Contingent value rights

In corporate finance, Contingent Value Rights (CVR) are rights granted by an acquirer to a company’s shareholders, [1] facilitating the transaction where some uncertainty is inherent. CVRs may be separately tradeable securities; [2] they are occasionally acquired (or shorted) by specialized hedge funds. [3]

Forms

These rights typically take either of two forms:[4] (1) Event-driven CVRs compensate the owners for yet to eventuate positive developments in their business - hence protecting the acquirer against the valuation risk inherent in overpaying. (2) Price-protection CVRs are granted when payment is share based - protecting the acquired company, by providing a hedge against downside price risk in the acquirer's equity. [5]

In the first case, CVRs are granted [2] in scenarios in which the acquiring company does not wish to pay for a product that might not work, has a limited market, or might need significant investment; whereas on the other side, the acquired company “wants to get full value for its assets”. The CVR then “helps bridge this negotiation”. Under these rights, shareholders will receive additional cash, securities, or benefits if a specific and named event occurs - one where the value of the firm significantly increases - within a specified timeframe. CVRs are common in the biotech and pharmaceutical industries (see Valuation (finance) § Valuation of intangible assets); they are also often granted to shareholders in companies facing significant, value accretive restructuring. For an example see Media General / Nexstar Media Group.

In the second case, protection against price risk is facilitated by specifying that payment will be made at an averaged, as opposed to final, share price; a floor may also be set. [6]

Valuation

Under both, the CVR is in function, a form of option. [7]
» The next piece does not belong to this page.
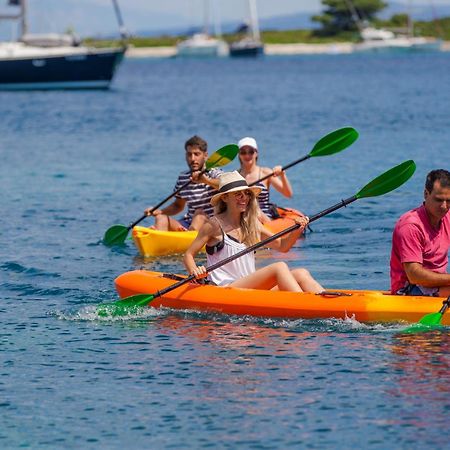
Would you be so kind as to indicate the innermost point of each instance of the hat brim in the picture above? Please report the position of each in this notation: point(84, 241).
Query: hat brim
point(215, 198)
The first case: analogous to a call option, the payout to the CVR holder will be triggered by the event occurring, and will be zero otherwise. To determine the value of these rights, analysts will apply a modified option pricing model based on the probability of the event, the time horizon specified, and the corresponding payout rules; see Contingent claim valuation, Real options valuation, and Mergers and acquisitions § Business valuation. [8]

The second: the CVR takes the form of a modified Asian option.[5]